2 クドーver.
空を見ていた。
そこから一枚の白い羽がふわりと頬をなでて落ちていくような気がして。
そしてそれを落としたのは白鳥のような羽を持つ天使のような気がして。
彼女が、この大空を、俺の頭上を、通り過ぎてくれるような気がして。
「は?何やて?クドー。スマンけど、もう一度言うてくれ。最後まで聞こえんかった」
「だから、天使を見たんだ」
いつものように羊を一つの群れにまとめる仕事をしていた俺は突然の親友の来訪に喜んだ。

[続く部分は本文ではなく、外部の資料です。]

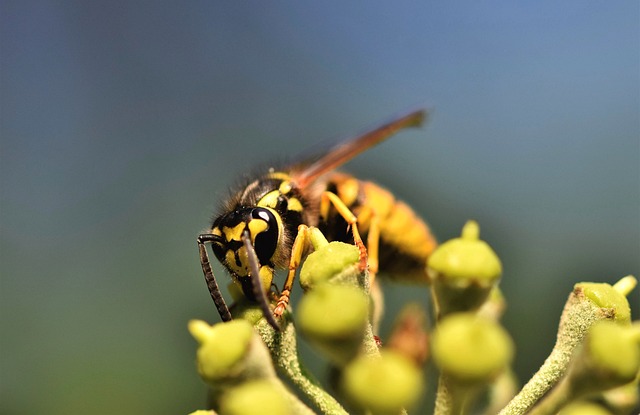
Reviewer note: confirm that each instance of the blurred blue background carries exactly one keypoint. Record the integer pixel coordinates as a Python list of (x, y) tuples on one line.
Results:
[(124, 122)]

手紙も人も遣さずのことだったが、それが彼らしさを物語っていた。ヤツと会うのは2年ぶりだ。いろいろ話すこともあったけれど、一番最初に聞いてもらいたいことがあったんだ。・・・今まで誰にも話すことのなかったこと。2ヶ月前に「見た」彼女のことを。
「何言うとんねん、自分、夢でも見たンちゃうか?」
「夢じゃない。・・・確かに、彼女は」
「せやかてお前は・・・目ぇがっ」
焦ったように、動揺したかのようにヤツが小さく叫んだ。しかし、俺が断固として変えない視線を見て、ヤツは信じられない、というような表情をした。
「・・・ホンマに、見えたんか?」
「ああ」
何年かかったって、『見えるもの』が『見える人』にはわからないだろうけど。
俺は小さく苦笑しながら、あのときの記憶を思い返していた。
何も見えない闇の中で、俺は気配だけを感じていた。
優しく香る温かい空気。華のような吐息。緩やかな流れ。
手を伸ばせば触れられるような、そんな感触。
でも、その場所は同じ視点ではなく少し高い位置にあって、頭上で自分を優しく見下ろしているような、そんな気がした。
『僕はクドー。・・・君は誰だい?』
人間じゃない。そうどこかで理解っていた。
幽霊なのか、妖精なのか。・・・生身の体を持たないもの。
けれど少しも怖くなかった。声が聞きたいと思った。
それなのに。
彼女はとうとう少しも声を出すことはしなかった。
ふわり。
頬に柔らかい羽毛が優しく撫でる。
温かいぬくもりを持って、まるで綿毛のように柔らかくて。しなやかで。
一瞬見えた、彼女の表情。
白い肌、すらりとした青い瞳に長い睫。形のよく小さな鼻に、ぷっくりとした唇。
真っ白い洗い立てのカーテンのようなドレスに身を包み、そこから飛び出る白くて細い手足。
そして、大きな翼。
色覚なんてとうに忘れてしまったのに。人の表情すら遠い昔に置いてきてしまったのに。
こんなに、明瞭にその人の顔が目蓋の裏に現れて。
俺は、彼女に恋をした。
きっと彼女は地上に降りた天使。ふらりと遊びにきた心優しい少女。
手の中にあるその感触が、彼女がいた証。
けれど、それを布に包ませようとポケットから端切れ布を出した瞬間、その羽は跡形も無くなって―――
彼女の証は自身の中から消滅した。
それはきっとサヨナラを告げるメッセージ。
俺はそう解釈した。
けど。
「俺は諦めが悪い男でね」
俺は、クックッと低く笑った。
好きな女がもうきっとこの世では会えないのならば。
「待つしかねーんだ」
「待つ?」
訝しげにヤツが俺を窺い見る。
「あぁ、彼女が人間になれるまで。だって俺が天使っていうガラでもねーだろ?」
羽に天使のわっかなんて俺にはきっと似合わない。
「せやかて、そんなんきっと気の遠くなる話やで?ひょっとするといくらクドーが待っとっても、そのねーちゃんが人間になれへんままかもしれへんやんか」
「それでも、俺は信じたい」
彼女にいつか、会えることを。
その声を聴けることを。
その体を抱きしめられることを。